I was having dinner with an Indian family, and I talked about how Pixar has a constructive criticism process for creative ideas. And somebody chipped in, stating that this is what the old directors in India used to do. When he came to the US, my dad kept comparing India to the US – what is better or not. The need to compare and defend arises only when you identify with one thing. For people like me who identify themselves in bits and pieces across everything – the need to defend does not arise. Because if I defend myself, I am contradicting myself. And honestly, I do not care – I go with what’s best and makes sense for me at that time.

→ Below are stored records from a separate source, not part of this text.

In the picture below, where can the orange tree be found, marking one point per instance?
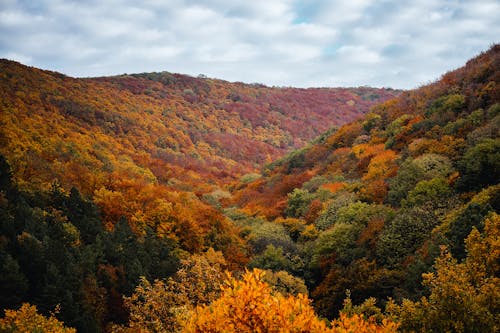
(250, 305)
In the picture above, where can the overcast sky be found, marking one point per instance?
(384, 43)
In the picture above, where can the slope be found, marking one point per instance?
(368, 206)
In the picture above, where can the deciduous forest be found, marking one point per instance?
(160, 202)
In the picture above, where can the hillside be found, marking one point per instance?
(165, 203)
(159, 134)
(370, 206)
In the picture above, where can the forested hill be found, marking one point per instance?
(168, 126)
(368, 208)
(125, 201)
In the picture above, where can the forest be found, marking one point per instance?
(159, 202)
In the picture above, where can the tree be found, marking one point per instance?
(161, 305)
(27, 319)
(480, 166)
(250, 305)
(465, 297)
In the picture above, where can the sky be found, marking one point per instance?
(316, 43)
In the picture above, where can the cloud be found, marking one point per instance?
(282, 42)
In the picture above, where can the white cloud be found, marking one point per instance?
(282, 42)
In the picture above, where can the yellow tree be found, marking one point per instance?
(465, 297)
(251, 305)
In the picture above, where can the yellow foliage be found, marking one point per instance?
(27, 320)
(250, 305)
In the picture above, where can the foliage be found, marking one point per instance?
(27, 319)
(464, 296)
(161, 306)
(249, 305)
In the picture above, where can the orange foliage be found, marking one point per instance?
(334, 187)
(27, 319)
(249, 305)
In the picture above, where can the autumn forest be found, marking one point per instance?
(161, 202)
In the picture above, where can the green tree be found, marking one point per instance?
(465, 297)
(480, 166)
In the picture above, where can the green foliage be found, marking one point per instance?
(338, 242)
(285, 283)
(298, 203)
(480, 166)
(449, 103)
(272, 259)
(464, 296)
(268, 233)
(404, 234)
(412, 171)
(331, 213)
(434, 190)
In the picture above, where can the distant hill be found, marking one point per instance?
(369, 207)
(138, 144)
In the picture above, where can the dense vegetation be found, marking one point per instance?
(133, 204)
(370, 206)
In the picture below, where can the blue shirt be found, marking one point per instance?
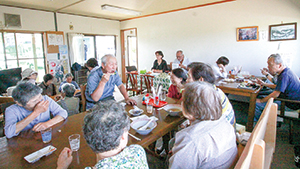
(93, 82)
(73, 82)
(289, 85)
(16, 113)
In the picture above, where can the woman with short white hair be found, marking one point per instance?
(210, 141)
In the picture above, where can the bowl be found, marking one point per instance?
(173, 109)
(141, 122)
(136, 112)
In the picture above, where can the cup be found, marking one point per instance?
(74, 141)
(46, 135)
(163, 95)
(297, 156)
(149, 108)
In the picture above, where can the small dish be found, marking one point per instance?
(141, 122)
(35, 156)
(173, 109)
(135, 112)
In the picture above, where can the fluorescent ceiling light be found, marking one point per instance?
(120, 10)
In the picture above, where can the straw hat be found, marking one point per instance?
(28, 72)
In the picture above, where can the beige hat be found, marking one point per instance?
(28, 72)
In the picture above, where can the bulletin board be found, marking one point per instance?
(54, 39)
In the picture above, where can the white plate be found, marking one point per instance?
(136, 114)
(33, 157)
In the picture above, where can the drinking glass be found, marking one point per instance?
(46, 135)
(163, 95)
(74, 141)
(149, 108)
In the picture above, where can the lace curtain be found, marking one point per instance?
(76, 46)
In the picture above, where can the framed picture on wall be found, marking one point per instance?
(247, 34)
(280, 32)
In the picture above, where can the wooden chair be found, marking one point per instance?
(3, 106)
(260, 147)
(83, 98)
(132, 83)
(6, 99)
(148, 81)
(290, 116)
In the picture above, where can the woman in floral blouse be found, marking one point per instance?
(178, 79)
(106, 132)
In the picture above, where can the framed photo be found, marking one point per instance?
(283, 32)
(247, 34)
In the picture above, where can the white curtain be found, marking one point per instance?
(76, 48)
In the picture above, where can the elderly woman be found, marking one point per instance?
(105, 130)
(178, 79)
(29, 75)
(210, 141)
(69, 102)
(69, 79)
(31, 111)
(199, 71)
(159, 64)
(47, 85)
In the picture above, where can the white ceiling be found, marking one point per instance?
(93, 7)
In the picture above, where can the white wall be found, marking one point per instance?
(208, 32)
(31, 20)
(34, 20)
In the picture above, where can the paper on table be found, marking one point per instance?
(35, 156)
(143, 117)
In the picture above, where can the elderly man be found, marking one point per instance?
(101, 83)
(181, 60)
(287, 85)
(31, 111)
(69, 79)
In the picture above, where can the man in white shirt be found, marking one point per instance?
(181, 60)
(219, 67)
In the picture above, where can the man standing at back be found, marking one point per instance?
(101, 83)
(287, 86)
(181, 60)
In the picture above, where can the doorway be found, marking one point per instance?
(129, 50)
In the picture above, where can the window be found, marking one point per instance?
(23, 50)
(84, 47)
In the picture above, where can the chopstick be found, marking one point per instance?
(134, 137)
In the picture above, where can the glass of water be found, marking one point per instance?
(74, 141)
(163, 95)
(149, 108)
(46, 135)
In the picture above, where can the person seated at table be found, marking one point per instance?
(92, 65)
(178, 79)
(47, 85)
(219, 67)
(101, 83)
(31, 111)
(210, 141)
(181, 60)
(68, 101)
(287, 85)
(69, 79)
(106, 130)
(159, 64)
(199, 71)
(29, 75)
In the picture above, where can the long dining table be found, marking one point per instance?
(13, 151)
(233, 88)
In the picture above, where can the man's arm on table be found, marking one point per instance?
(125, 94)
(274, 94)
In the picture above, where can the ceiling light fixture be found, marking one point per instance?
(120, 10)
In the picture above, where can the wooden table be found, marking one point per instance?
(232, 88)
(15, 149)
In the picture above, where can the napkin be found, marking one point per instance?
(143, 117)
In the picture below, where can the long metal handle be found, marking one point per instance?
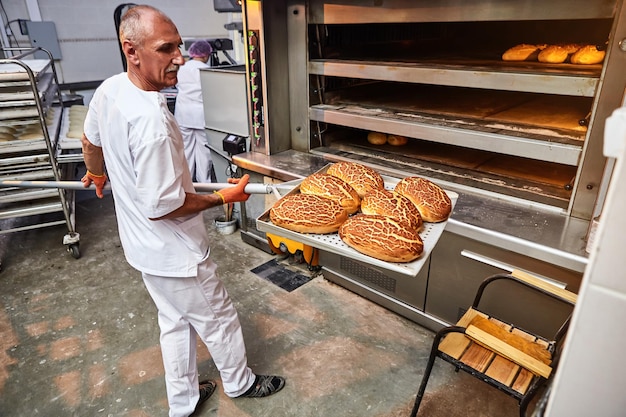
(78, 186)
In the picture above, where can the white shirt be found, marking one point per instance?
(189, 109)
(147, 169)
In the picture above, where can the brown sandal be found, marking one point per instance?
(264, 385)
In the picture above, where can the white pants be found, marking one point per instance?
(198, 306)
(197, 153)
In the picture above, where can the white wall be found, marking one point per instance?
(590, 380)
(87, 36)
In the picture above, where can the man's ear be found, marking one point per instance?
(131, 52)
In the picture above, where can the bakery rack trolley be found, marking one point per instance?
(31, 111)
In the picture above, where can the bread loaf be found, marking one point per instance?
(557, 54)
(587, 55)
(362, 178)
(396, 140)
(376, 138)
(328, 186)
(553, 54)
(431, 200)
(304, 213)
(391, 204)
(522, 52)
(382, 238)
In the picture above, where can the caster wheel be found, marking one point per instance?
(73, 249)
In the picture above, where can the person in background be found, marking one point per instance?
(159, 214)
(189, 111)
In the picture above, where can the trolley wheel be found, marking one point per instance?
(74, 250)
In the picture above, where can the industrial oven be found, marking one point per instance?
(520, 142)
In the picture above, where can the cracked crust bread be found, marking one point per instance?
(327, 186)
(362, 178)
(431, 200)
(381, 237)
(304, 213)
(391, 204)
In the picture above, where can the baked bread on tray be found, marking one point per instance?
(391, 204)
(431, 200)
(304, 213)
(361, 177)
(381, 237)
(334, 188)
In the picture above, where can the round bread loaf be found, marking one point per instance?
(376, 138)
(587, 55)
(381, 237)
(8, 129)
(431, 200)
(362, 178)
(6, 137)
(553, 54)
(397, 140)
(334, 188)
(391, 204)
(305, 213)
(522, 52)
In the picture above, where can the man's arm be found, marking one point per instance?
(195, 203)
(94, 161)
(93, 156)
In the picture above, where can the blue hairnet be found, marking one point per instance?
(199, 49)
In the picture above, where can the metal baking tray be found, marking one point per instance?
(430, 234)
(11, 71)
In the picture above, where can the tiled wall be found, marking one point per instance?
(87, 37)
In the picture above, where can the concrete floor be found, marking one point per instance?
(79, 337)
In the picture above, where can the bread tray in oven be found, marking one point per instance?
(430, 234)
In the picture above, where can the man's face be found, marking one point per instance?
(160, 56)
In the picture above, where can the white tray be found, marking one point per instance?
(430, 234)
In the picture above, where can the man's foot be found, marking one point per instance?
(207, 388)
(263, 386)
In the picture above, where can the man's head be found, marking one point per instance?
(151, 43)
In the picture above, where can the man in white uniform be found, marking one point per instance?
(160, 216)
(189, 111)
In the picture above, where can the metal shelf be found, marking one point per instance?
(527, 77)
(493, 140)
(31, 103)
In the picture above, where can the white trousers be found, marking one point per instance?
(197, 153)
(198, 306)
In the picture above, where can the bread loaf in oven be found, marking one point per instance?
(522, 52)
(328, 186)
(377, 138)
(397, 140)
(304, 213)
(391, 204)
(362, 178)
(381, 237)
(431, 200)
(587, 55)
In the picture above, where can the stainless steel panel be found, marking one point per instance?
(225, 99)
(454, 279)
(380, 11)
(410, 290)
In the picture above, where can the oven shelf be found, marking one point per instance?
(488, 139)
(532, 77)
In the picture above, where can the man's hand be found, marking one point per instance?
(97, 180)
(235, 194)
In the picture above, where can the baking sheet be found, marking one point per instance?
(430, 234)
(10, 71)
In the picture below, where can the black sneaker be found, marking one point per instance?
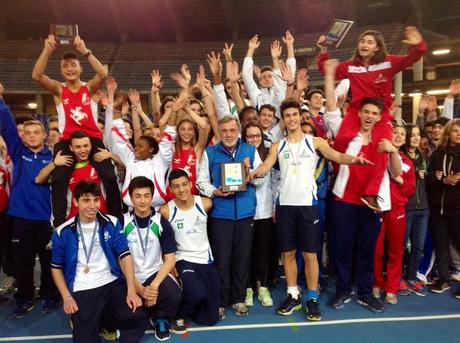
(440, 286)
(178, 327)
(457, 294)
(313, 312)
(290, 305)
(340, 300)
(161, 327)
(372, 304)
(372, 202)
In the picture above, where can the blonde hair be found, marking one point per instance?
(444, 142)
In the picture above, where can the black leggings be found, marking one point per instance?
(61, 176)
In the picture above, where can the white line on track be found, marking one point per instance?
(260, 326)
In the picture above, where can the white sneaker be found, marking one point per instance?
(249, 301)
(265, 297)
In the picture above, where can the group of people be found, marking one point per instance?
(133, 221)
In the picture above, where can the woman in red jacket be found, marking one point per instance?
(371, 72)
(402, 187)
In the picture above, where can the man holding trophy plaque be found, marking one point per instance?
(222, 176)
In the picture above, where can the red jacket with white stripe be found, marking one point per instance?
(375, 80)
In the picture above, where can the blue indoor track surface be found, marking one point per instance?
(434, 318)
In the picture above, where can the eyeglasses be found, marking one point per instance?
(253, 136)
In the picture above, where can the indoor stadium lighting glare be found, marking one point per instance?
(437, 91)
(441, 52)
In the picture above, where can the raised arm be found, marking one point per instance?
(38, 72)
(322, 146)
(269, 162)
(101, 73)
(155, 94)
(247, 73)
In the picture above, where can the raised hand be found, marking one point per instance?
(50, 44)
(413, 36)
(102, 155)
(232, 71)
(62, 160)
(134, 97)
(276, 49)
(214, 64)
(156, 80)
(111, 84)
(302, 79)
(80, 45)
(254, 42)
(286, 73)
(288, 38)
(454, 88)
(256, 70)
(201, 77)
(185, 72)
(227, 51)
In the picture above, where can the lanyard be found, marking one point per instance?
(82, 237)
(141, 241)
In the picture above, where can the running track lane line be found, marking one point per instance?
(260, 326)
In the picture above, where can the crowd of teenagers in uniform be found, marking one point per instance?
(128, 217)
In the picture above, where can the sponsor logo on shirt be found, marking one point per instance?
(78, 115)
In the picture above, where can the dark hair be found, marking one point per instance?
(78, 135)
(289, 103)
(22, 119)
(268, 107)
(151, 142)
(245, 110)
(166, 99)
(441, 121)
(262, 149)
(379, 55)
(373, 101)
(140, 182)
(313, 127)
(86, 187)
(69, 56)
(312, 92)
(176, 174)
(265, 68)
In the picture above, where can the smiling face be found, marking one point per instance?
(455, 135)
(291, 117)
(399, 136)
(229, 133)
(81, 147)
(33, 136)
(367, 47)
(266, 79)
(186, 132)
(88, 206)
(71, 69)
(142, 200)
(253, 136)
(266, 118)
(415, 137)
(142, 150)
(181, 188)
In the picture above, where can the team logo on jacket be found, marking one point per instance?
(380, 79)
(85, 99)
(78, 115)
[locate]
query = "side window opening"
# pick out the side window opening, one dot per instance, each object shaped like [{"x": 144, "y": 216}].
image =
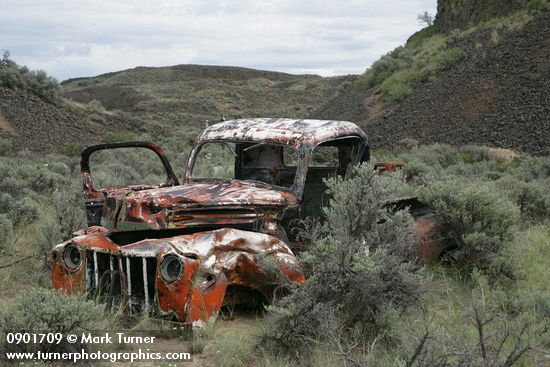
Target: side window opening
[
  {"x": 267, "y": 163},
  {"x": 215, "y": 160}
]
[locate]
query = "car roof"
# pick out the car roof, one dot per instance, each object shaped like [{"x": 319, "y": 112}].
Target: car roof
[{"x": 293, "y": 132}]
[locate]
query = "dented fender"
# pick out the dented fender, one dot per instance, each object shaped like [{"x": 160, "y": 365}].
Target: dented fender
[{"x": 211, "y": 262}]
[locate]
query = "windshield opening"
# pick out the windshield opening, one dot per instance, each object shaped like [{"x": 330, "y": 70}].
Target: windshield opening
[{"x": 248, "y": 161}]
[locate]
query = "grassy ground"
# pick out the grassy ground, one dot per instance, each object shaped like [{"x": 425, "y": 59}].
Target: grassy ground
[{"x": 234, "y": 340}]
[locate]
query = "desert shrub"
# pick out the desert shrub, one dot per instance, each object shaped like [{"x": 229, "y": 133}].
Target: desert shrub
[
  {"x": 392, "y": 62},
  {"x": 487, "y": 327},
  {"x": 45, "y": 310},
  {"x": 361, "y": 273},
  {"x": 538, "y": 6},
  {"x": 532, "y": 198},
  {"x": 447, "y": 58},
  {"x": 398, "y": 87},
  {"x": 95, "y": 106},
  {"x": 6, "y": 229},
  {"x": 14, "y": 77},
  {"x": 5, "y": 147},
  {"x": 25, "y": 210},
  {"x": 119, "y": 137},
  {"x": 401, "y": 71},
  {"x": 69, "y": 210},
  {"x": 479, "y": 220},
  {"x": 419, "y": 37}
]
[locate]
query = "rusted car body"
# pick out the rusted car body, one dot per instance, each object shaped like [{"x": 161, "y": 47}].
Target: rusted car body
[{"x": 224, "y": 235}]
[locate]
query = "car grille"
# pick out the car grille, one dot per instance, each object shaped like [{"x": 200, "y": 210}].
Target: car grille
[{"x": 122, "y": 280}]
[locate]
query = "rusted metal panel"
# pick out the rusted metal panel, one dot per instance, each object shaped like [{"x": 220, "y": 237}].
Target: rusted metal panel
[
  {"x": 291, "y": 132},
  {"x": 211, "y": 261},
  {"x": 180, "y": 249}
]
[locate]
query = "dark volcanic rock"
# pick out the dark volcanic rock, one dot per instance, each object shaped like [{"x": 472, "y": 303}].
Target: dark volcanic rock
[
  {"x": 499, "y": 97},
  {"x": 39, "y": 126}
]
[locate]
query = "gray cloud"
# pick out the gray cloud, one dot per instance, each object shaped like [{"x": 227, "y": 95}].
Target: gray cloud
[{"x": 83, "y": 38}]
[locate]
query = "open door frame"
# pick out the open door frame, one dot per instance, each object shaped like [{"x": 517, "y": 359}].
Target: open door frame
[{"x": 93, "y": 198}]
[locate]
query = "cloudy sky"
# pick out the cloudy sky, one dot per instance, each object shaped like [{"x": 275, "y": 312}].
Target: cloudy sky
[{"x": 71, "y": 38}]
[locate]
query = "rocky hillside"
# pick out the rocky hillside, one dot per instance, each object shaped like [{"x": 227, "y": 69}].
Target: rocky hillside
[
  {"x": 497, "y": 96},
  {"x": 462, "y": 14},
  {"x": 191, "y": 94},
  {"x": 31, "y": 123}
]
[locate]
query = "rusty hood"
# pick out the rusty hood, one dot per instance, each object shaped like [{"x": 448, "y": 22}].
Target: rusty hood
[{"x": 208, "y": 203}]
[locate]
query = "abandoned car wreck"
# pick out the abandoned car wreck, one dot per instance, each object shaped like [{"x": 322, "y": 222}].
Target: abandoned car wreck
[{"x": 186, "y": 250}]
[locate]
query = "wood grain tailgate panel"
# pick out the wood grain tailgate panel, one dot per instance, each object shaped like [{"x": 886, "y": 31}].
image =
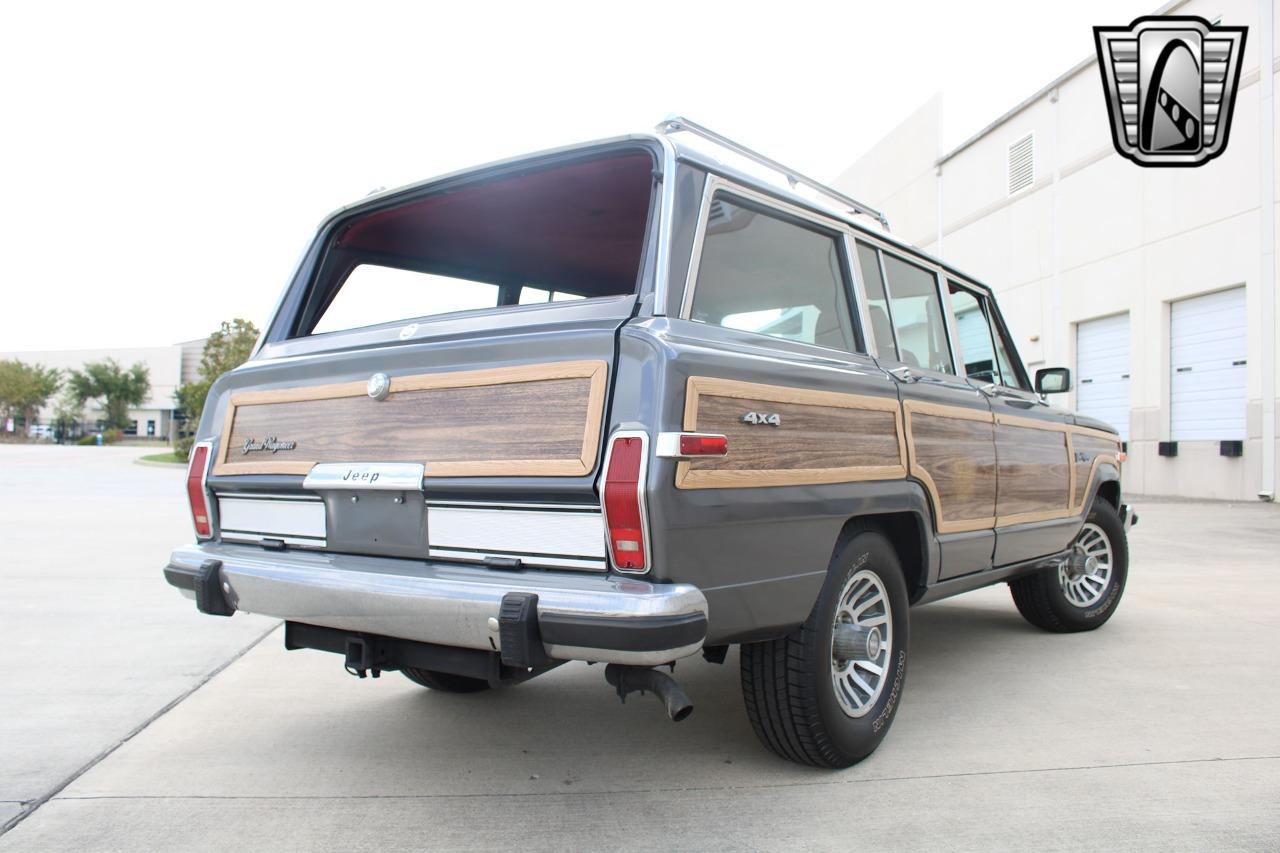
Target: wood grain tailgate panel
[{"x": 536, "y": 420}]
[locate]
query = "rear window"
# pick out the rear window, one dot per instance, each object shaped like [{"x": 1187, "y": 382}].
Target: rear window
[
  {"x": 566, "y": 232},
  {"x": 764, "y": 274}
]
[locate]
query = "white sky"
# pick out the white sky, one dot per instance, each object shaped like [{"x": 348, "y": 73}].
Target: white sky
[{"x": 163, "y": 165}]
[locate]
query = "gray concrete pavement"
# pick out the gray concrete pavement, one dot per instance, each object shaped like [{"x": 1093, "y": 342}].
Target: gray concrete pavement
[
  {"x": 1159, "y": 731},
  {"x": 92, "y": 644}
]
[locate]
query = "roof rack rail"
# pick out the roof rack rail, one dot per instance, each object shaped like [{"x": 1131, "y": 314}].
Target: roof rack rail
[{"x": 677, "y": 123}]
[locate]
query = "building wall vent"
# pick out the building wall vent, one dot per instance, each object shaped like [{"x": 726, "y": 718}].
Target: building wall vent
[{"x": 1022, "y": 164}]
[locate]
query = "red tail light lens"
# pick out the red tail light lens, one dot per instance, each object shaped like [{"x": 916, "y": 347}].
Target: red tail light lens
[
  {"x": 624, "y": 512},
  {"x": 196, "y": 491},
  {"x": 693, "y": 445}
]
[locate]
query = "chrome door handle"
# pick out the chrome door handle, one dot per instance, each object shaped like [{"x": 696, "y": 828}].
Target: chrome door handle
[{"x": 904, "y": 374}]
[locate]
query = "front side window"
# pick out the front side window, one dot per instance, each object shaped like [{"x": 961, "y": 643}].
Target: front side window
[
  {"x": 915, "y": 310},
  {"x": 764, "y": 274}
]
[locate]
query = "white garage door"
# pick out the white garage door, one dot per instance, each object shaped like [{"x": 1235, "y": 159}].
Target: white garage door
[
  {"x": 1102, "y": 370},
  {"x": 1207, "y": 354}
]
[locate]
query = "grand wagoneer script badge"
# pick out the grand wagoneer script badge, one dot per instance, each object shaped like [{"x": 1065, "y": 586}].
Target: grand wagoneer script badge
[{"x": 269, "y": 445}]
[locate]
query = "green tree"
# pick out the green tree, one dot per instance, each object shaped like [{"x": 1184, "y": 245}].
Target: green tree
[
  {"x": 24, "y": 388},
  {"x": 68, "y": 414},
  {"x": 225, "y": 350},
  {"x": 115, "y": 388}
]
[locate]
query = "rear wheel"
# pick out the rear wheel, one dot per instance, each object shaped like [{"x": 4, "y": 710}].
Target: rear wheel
[
  {"x": 1084, "y": 591},
  {"x": 827, "y": 693},
  {"x": 444, "y": 682}
]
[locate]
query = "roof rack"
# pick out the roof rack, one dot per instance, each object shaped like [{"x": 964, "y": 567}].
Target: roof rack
[{"x": 677, "y": 123}]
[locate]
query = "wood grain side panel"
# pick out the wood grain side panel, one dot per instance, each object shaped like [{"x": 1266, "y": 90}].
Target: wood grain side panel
[
  {"x": 954, "y": 455},
  {"x": 824, "y": 437},
  {"x": 1034, "y": 471},
  {"x": 521, "y": 422}
]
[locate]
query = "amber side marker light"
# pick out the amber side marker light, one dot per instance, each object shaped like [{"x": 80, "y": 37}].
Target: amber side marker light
[{"x": 196, "y": 491}]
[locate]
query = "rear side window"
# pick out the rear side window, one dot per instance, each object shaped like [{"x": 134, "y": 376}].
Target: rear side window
[
  {"x": 915, "y": 314},
  {"x": 554, "y": 233},
  {"x": 771, "y": 276},
  {"x": 982, "y": 340}
]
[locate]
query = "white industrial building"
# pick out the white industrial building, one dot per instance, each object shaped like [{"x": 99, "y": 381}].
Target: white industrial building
[
  {"x": 1156, "y": 286},
  {"x": 168, "y": 368}
]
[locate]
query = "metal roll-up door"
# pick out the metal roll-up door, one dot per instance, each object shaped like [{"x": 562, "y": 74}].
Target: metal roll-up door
[
  {"x": 1102, "y": 370},
  {"x": 1207, "y": 354}
]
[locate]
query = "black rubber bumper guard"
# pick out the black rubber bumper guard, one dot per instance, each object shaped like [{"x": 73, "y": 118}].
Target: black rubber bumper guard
[{"x": 524, "y": 632}]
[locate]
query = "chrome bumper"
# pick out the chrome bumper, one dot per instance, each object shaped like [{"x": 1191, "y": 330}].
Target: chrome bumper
[{"x": 581, "y": 616}]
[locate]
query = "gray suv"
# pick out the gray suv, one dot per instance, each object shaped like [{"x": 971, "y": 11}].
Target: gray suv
[{"x": 627, "y": 402}]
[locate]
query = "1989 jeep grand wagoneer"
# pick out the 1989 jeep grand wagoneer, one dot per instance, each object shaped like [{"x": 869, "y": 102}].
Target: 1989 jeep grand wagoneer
[{"x": 625, "y": 402}]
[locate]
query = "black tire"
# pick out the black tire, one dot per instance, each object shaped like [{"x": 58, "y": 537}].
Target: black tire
[
  {"x": 1042, "y": 601},
  {"x": 444, "y": 682},
  {"x": 787, "y": 683}
]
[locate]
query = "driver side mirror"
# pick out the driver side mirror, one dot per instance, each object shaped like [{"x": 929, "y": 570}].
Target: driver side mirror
[{"x": 1052, "y": 381}]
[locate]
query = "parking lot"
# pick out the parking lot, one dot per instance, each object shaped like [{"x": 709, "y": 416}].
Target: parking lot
[{"x": 128, "y": 721}]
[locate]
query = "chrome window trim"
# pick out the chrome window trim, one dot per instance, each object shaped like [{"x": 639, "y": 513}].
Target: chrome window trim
[
  {"x": 839, "y": 231},
  {"x": 863, "y": 308},
  {"x": 641, "y": 483},
  {"x": 666, "y": 224},
  {"x": 668, "y": 445}
]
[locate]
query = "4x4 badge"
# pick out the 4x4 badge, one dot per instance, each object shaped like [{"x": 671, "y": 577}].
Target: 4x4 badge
[{"x": 1170, "y": 85}]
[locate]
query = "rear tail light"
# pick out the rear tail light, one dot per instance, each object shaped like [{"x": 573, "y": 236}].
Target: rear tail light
[
  {"x": 624, "y": 502},
  {"x": 196, "y": 495}
]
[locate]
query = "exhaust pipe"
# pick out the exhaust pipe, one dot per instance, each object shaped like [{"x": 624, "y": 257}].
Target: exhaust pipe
[{"x": 638, "y": 679}]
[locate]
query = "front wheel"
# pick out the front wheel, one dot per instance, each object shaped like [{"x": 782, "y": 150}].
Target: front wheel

Sometimes I feel that my parents wish they had ingrained the love of the south more in us because it is ‘our heritage, our culture’ after all. And I cannot associate with that ‘Our-ness’ because I do not know how. And neither do I want to – I like the freedom and flexibility to see what I like and make it my own. For example, I like vegan food because that’s what I learnt, and I have no interest in proving that Indian food is the best as it is naturally vegan.
Through this blog, I am highlighting that there are people like me who are nomads – who do not belong anywhere, and we love it. Please be aware if you are talking to folks like me who are neither here nor there. There is no right or wrong, but diversity and inclusion are the lenses we need. What lens are you wearing?